Prezado candidato a insônia, entendo o seu desconforto e adianto que o seu dilema é bastante comum. Não é só a intensidade do desejo sexual que complica o encontro sexual dos casais, pois cada um tem seu próprio ritmo (com muitos fatores envolvidos), mas também a parte do dia em que a pessoa está mais motivada para transar, seja pelos fatores biológicos ou emocionais.

No entanto, adianto que, se já é um desafio regular os casais em relação de compromisso, que moram juntos, quiçá os que têm pouco tempo para desfrutar do encontro amoroso e carecem da tal janela de oportunidade.

Normalmente, costumo pensar em dicas para ajudar, mas no seu caso, simplesmente não encontro tesão suficiente para tanto. Me perdoe. Confesso que essa coisa de cônjuge se levantar de madrugada, às escondidas, se esgueirando pelos telhados como "uma gata" no cio e ir para a casa do vizinho, dar umazinha para relaxar e dormir, me desce superatravessado.

Não é pela questão moral da infidelidade (me pareceu pela descrição que seu ficante pula literalmente a cerca com você, certo?) porque eu nem sou dessas - mas um tanto pelo cheiro de tragédia que essa cena me suscita. Já fico imaginando a vizinha bisbilhoteira, que passa todo o tempo dos seus dias observando e buscando informações, para num dia, assim como quem não quer nada, soltar a fofoca em meias frases para a receptora comunitária, que vai espalhar para todes. Porque só os tolos acham que há crime perfeito nesse mundo.

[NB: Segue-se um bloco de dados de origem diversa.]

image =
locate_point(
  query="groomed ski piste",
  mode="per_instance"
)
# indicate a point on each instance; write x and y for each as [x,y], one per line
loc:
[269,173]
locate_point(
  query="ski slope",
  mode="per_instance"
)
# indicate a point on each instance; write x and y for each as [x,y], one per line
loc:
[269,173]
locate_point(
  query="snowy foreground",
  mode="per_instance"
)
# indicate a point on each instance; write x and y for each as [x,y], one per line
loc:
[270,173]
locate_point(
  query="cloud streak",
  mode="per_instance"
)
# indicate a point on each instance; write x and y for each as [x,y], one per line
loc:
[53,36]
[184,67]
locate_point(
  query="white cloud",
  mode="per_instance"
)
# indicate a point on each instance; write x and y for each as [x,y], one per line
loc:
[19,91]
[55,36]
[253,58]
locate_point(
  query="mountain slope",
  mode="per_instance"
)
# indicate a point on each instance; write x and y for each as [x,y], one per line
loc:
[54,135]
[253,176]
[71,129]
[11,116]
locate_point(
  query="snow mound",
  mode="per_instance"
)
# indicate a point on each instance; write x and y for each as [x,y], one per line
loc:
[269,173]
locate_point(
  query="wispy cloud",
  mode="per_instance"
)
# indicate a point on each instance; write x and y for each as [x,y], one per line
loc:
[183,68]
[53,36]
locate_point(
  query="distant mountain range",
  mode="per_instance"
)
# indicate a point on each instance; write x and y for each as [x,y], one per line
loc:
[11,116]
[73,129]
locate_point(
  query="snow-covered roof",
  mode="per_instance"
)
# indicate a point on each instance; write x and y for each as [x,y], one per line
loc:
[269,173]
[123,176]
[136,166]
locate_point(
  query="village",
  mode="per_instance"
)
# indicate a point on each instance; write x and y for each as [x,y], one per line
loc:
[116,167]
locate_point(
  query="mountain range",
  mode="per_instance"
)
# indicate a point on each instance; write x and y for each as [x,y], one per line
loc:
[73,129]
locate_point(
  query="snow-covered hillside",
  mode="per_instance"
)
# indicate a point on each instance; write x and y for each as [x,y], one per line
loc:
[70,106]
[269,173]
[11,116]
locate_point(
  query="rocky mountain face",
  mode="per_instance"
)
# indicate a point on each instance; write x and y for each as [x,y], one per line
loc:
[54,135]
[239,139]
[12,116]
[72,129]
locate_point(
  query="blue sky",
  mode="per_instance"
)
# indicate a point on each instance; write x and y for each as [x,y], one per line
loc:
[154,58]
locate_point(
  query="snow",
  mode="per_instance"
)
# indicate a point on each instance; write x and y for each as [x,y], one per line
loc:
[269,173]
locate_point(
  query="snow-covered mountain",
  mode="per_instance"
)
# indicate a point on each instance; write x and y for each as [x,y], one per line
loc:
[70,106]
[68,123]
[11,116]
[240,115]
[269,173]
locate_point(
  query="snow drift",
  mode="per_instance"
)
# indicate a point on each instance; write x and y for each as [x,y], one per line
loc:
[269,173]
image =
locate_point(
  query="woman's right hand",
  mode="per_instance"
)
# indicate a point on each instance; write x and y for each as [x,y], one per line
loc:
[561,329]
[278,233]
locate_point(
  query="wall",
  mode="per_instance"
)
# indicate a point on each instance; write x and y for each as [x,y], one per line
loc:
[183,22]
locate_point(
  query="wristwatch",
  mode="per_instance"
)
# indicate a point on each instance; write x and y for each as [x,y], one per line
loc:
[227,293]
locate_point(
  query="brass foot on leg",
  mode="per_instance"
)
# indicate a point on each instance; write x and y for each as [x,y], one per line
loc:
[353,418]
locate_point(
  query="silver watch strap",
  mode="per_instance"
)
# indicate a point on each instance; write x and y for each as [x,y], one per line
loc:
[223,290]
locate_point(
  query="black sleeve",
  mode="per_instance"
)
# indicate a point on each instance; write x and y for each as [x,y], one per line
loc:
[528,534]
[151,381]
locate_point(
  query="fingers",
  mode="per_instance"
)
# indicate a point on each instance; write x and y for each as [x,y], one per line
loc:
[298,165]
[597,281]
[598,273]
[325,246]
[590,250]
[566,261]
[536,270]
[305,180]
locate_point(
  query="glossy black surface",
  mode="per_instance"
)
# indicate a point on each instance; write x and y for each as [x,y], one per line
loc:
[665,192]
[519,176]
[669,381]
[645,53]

Vocês estão brincando com fogo. Existem dezenas de insones na sua vizinhança. E as câmeras? Celulares gravando tudo. Sem falar nos cornos todos, que se identificam com a ingenuidade dos corneados, fazendo questão de deflagrar os traidores. Imagine a rua toda sabendo, a cena do flagra, a polícia, o Samu, os bombeiros.

Então, eu realmente temo pela sua vida e quero ficar distante da violência e da cumplicidade nesse caso. Além disso me solidarizo com a mulher do seu ficante, sozinha na cama, dormindo os sonos dos justos, sem saber de nada. Salvo ela também esteja transando com outro vizinho, quem sabe se divertindo com o zelador, o porteiro ou o segurança da rua - e também deixando os filhos sozinhos em casa. Minha solidariedade é toda para essas crianças abandonadas e eu vou odiar todos vocês se algum acidente acontecer.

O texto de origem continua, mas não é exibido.